In a shift from earlier comments by National Security Minister Dwight Nelson, Jamaican Prime Minister Andrew Holness admitted that the government had accepted an offer from the United States government for surveillance and imagery assistance during the May 2010 raid in Kingston’s Tivoli Gardens.

Earlier, Nelson had said that the Jamaican government had not made a request for assistance, and that none had been given.

“The United States government did not at any time participate in the operations in Tivoli Gardens,” Nelson said earlier.

The revelation that a US spy plane took surveillance imagery of Tivoli Gardens came in an article by Mattathias Schwartz in the New Yorker magazine this week.

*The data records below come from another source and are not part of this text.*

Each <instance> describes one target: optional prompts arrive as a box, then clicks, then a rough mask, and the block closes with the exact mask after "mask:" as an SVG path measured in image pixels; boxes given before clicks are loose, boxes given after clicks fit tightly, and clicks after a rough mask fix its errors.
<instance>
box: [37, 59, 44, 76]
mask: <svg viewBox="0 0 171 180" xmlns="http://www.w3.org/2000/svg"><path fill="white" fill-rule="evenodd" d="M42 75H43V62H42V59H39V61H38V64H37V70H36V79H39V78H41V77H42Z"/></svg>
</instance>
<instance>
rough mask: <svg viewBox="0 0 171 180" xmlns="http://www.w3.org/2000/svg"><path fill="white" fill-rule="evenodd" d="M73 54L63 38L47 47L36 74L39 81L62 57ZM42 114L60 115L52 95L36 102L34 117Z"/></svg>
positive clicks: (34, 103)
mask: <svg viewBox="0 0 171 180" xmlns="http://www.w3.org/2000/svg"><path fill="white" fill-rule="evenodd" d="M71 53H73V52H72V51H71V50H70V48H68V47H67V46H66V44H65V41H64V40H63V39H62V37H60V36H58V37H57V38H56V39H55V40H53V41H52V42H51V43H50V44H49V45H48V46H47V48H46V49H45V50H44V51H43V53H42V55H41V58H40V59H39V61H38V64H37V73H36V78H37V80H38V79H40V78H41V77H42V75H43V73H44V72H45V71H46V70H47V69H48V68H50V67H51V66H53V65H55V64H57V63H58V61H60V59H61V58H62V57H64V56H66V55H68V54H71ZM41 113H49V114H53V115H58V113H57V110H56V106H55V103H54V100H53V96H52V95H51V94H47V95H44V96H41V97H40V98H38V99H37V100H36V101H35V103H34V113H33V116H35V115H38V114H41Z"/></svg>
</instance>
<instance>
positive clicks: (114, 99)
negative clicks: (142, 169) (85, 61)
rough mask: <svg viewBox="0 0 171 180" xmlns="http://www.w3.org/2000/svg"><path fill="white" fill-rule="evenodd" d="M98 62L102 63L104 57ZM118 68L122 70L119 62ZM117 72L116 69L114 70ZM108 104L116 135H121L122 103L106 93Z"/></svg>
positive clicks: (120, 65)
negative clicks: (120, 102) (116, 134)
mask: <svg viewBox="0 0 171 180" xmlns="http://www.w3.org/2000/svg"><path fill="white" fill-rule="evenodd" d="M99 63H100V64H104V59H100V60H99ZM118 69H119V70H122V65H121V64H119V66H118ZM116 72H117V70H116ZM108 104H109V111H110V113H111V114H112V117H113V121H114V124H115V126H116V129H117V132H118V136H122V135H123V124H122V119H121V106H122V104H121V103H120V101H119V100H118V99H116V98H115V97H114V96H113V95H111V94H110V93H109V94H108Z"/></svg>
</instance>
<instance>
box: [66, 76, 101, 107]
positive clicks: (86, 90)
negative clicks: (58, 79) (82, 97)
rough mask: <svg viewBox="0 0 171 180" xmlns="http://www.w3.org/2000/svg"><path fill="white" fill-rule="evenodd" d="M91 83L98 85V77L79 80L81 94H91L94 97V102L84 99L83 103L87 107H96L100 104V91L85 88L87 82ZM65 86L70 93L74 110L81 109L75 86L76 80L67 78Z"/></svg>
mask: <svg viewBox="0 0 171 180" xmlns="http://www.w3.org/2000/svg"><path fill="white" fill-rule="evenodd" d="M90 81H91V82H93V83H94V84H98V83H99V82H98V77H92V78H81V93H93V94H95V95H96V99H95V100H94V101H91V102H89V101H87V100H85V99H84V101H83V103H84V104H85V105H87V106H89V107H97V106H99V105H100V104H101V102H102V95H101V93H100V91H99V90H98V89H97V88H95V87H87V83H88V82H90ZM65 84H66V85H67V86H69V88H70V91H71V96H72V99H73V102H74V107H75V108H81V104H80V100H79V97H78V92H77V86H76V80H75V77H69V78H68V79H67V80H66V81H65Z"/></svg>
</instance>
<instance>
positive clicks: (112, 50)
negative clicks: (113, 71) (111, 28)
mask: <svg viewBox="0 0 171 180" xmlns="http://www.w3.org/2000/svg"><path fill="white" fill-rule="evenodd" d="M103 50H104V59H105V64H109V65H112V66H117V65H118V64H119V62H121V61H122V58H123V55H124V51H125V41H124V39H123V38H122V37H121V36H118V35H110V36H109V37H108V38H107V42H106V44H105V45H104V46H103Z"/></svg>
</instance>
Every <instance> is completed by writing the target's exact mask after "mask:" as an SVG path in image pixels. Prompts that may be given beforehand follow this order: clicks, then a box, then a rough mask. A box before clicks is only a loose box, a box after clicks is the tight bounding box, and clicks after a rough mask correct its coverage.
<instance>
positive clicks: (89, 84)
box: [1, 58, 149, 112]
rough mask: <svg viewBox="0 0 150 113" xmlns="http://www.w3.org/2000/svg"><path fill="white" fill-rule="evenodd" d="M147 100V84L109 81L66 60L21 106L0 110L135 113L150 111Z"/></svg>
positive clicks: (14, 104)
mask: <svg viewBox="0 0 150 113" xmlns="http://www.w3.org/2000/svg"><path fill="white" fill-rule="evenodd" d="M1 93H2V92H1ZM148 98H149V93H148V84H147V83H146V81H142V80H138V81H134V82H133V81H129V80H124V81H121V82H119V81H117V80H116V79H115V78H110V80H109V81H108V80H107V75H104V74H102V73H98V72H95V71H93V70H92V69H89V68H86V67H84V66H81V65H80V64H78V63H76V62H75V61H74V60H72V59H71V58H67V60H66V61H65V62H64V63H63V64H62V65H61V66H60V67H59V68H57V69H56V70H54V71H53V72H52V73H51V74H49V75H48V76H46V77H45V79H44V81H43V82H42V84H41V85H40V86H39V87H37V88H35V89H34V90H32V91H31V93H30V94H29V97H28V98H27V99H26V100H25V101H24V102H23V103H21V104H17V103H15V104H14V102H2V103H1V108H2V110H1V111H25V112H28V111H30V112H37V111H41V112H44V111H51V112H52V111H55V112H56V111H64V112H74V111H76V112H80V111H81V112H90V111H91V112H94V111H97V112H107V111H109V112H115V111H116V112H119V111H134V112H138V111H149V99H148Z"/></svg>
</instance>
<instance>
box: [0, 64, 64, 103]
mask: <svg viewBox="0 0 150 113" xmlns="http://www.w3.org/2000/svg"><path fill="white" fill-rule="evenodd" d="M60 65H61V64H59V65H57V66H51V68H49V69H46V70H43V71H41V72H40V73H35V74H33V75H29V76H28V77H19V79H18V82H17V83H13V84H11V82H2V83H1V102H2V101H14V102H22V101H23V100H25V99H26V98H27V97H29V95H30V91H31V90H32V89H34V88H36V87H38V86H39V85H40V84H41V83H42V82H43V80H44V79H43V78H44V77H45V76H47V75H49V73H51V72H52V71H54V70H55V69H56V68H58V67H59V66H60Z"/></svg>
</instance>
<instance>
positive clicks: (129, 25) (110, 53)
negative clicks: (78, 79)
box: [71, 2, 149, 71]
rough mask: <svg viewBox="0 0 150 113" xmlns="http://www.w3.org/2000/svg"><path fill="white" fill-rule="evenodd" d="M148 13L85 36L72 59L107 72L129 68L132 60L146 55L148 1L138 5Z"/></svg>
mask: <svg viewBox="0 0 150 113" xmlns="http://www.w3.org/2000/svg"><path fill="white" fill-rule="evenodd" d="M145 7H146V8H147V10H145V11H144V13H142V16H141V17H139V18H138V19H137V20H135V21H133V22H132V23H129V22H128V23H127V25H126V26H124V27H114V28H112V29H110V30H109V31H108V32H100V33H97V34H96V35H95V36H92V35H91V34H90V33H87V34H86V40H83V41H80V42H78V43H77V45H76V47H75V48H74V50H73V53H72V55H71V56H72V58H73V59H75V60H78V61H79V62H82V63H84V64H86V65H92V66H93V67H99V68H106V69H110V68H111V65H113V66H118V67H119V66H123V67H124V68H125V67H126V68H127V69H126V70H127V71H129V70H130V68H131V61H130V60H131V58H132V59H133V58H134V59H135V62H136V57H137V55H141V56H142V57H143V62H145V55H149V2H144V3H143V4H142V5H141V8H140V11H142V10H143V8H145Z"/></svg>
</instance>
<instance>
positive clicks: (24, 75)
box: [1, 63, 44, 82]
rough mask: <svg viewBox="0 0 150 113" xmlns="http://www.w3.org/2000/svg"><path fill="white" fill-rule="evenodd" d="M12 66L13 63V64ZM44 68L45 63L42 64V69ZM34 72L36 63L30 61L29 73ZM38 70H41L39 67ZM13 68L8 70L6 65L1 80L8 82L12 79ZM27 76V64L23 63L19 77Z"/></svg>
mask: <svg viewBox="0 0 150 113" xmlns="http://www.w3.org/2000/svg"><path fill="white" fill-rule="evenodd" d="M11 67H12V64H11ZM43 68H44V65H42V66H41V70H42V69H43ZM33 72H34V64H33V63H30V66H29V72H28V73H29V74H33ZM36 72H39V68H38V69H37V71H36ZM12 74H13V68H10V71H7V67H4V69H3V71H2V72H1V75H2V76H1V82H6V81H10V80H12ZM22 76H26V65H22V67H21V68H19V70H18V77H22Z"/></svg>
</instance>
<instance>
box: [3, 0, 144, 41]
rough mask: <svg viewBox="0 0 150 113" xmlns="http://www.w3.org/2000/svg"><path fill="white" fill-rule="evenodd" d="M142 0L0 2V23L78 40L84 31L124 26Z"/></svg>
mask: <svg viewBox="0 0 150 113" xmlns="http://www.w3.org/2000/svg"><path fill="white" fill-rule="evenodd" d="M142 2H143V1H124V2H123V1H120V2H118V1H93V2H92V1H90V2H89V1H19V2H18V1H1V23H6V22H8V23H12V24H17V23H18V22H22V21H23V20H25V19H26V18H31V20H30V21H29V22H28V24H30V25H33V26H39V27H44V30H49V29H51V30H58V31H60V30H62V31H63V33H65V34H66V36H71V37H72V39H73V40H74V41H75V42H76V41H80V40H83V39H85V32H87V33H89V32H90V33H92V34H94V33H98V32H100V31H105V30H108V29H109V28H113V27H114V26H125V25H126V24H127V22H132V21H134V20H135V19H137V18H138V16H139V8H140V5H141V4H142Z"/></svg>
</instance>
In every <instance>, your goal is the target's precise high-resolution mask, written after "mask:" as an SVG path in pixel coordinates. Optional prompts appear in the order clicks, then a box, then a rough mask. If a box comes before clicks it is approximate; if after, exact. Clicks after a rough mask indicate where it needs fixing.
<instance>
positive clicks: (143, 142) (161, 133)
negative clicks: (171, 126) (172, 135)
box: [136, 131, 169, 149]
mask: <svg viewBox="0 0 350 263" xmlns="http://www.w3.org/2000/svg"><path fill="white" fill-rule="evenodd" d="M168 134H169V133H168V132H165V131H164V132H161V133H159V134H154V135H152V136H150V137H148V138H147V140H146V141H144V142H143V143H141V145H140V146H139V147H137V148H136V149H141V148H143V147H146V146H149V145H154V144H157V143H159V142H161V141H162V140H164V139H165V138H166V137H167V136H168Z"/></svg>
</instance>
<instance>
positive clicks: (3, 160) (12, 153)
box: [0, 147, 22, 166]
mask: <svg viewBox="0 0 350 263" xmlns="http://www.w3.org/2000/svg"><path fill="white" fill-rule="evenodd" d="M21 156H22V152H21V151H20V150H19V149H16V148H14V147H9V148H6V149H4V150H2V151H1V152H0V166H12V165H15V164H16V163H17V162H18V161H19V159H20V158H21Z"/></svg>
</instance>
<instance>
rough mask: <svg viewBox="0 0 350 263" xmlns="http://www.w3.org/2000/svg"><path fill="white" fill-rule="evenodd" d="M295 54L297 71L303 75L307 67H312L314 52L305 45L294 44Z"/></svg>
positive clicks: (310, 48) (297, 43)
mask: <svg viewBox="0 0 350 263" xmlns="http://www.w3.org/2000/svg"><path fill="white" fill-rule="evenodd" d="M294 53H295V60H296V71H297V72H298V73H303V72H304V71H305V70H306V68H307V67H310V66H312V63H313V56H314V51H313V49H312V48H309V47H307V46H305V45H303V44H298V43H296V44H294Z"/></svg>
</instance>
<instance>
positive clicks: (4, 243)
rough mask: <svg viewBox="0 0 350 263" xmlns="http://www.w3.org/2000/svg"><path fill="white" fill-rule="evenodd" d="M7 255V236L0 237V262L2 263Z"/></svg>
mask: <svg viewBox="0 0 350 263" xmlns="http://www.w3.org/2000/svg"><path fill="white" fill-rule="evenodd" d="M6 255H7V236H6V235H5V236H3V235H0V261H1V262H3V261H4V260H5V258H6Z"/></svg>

Holness said that the Ministry of National Security would not have had knowledge of the agreement, as channels would have been directly to the Jamaica Defence Force.

“The assistance provided was in line with the general agreements that we have with our partners,” he said. “There was an offer for assistance, we accepted the offer, it went through the normal channels, and being as we accepted an offer and we needed the facility, it went directly for approval through the Civil Aviation Authority.”

Holness said the operations did not involve foreign forces on Jamaican soil, telling journalists that some security operations can be sensitive.

“Some of the operations are not always in the domain of general knowledge,” he said. “You have to bear in mind the sensitivities of the operations.”

Jamaican authorities entered the Tivoli Gardens neighborhood of Kingston in May 2010 in an attempt to capture strongman Christopher Coke, the target of a controversial extradition process.

Coke ultimately was found and extradited to the United States, where he pled guilty to charges of racketeering conspiracy.